Revisiting the mechanism of β-O-4 bond cleavage during acidolysis of lignin. Part 1: Kinetics of the formation of enol ether from non-phenolic C6-C2 type model compounds

Abstract

Abstract The reaction route of a dimeric non-phenolic C6-C2 type lignin model compound, 2-(2-methoxyphenoxy)-1-(3,4-dimethoxyphenyl)ethanol (VIII), was kinetically examined under acidolysis conditions (0.2 mol l-1 HBr in 82% aqueous 1,4-dioxane at 85°C). The disappearance of (VIII) followed the pseudo-first-order rate law, and the rate constant k (VIII) was 0.00854. In the course of the reactions, the following compounds were produced quantitatively at any time: an enol ether, 1-(2-methoxyphenoxy)-2-(3,4-dimethoxyphenyl)ethylene (IX), 2-methoxyphenol (X), and a Hibbert's ketone, 3,4-dimethoxyphenylacetaldehyde (XI).
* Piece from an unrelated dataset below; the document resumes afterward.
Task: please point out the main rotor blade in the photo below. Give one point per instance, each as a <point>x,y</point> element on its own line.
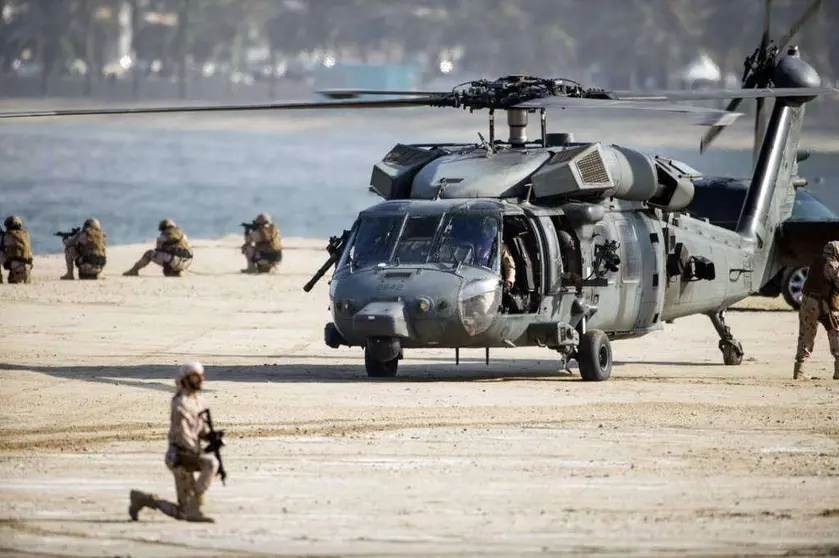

The substances (X) and (XI) are the result of the β-O-4 bond cleavage and their amounts were always equal during the whole reaction. When (IX) was subjected to the acidolysis under the identical conditions, its disappearance followed the pseudo-first-order rate law, and the rate constant k (IX) was 0.00825. Furthermore, (VIII) was not observed at all, and (X) was produced quantitatively at any time. Based on these results, the formation rate of (IX) during the acidolysis of (VIII) is expressed by the equation: d[(IX)]/dt=A·k (VIII)[(VIII)]-k (IX)[(IX)], where A is the proportion of (VIII) that converted into (IX) when (VIII) degraded. It was confirmed by solving this differential equation that the formation and disappearance of (IX) is best simulated when A was assumed to be 1.00. Therefore, it was proven in this paper for the first time that (VIII) primarily converts into (IX), and subsequently the β-O-4 bond cleavage occurs and (X) and (XI) are yielded.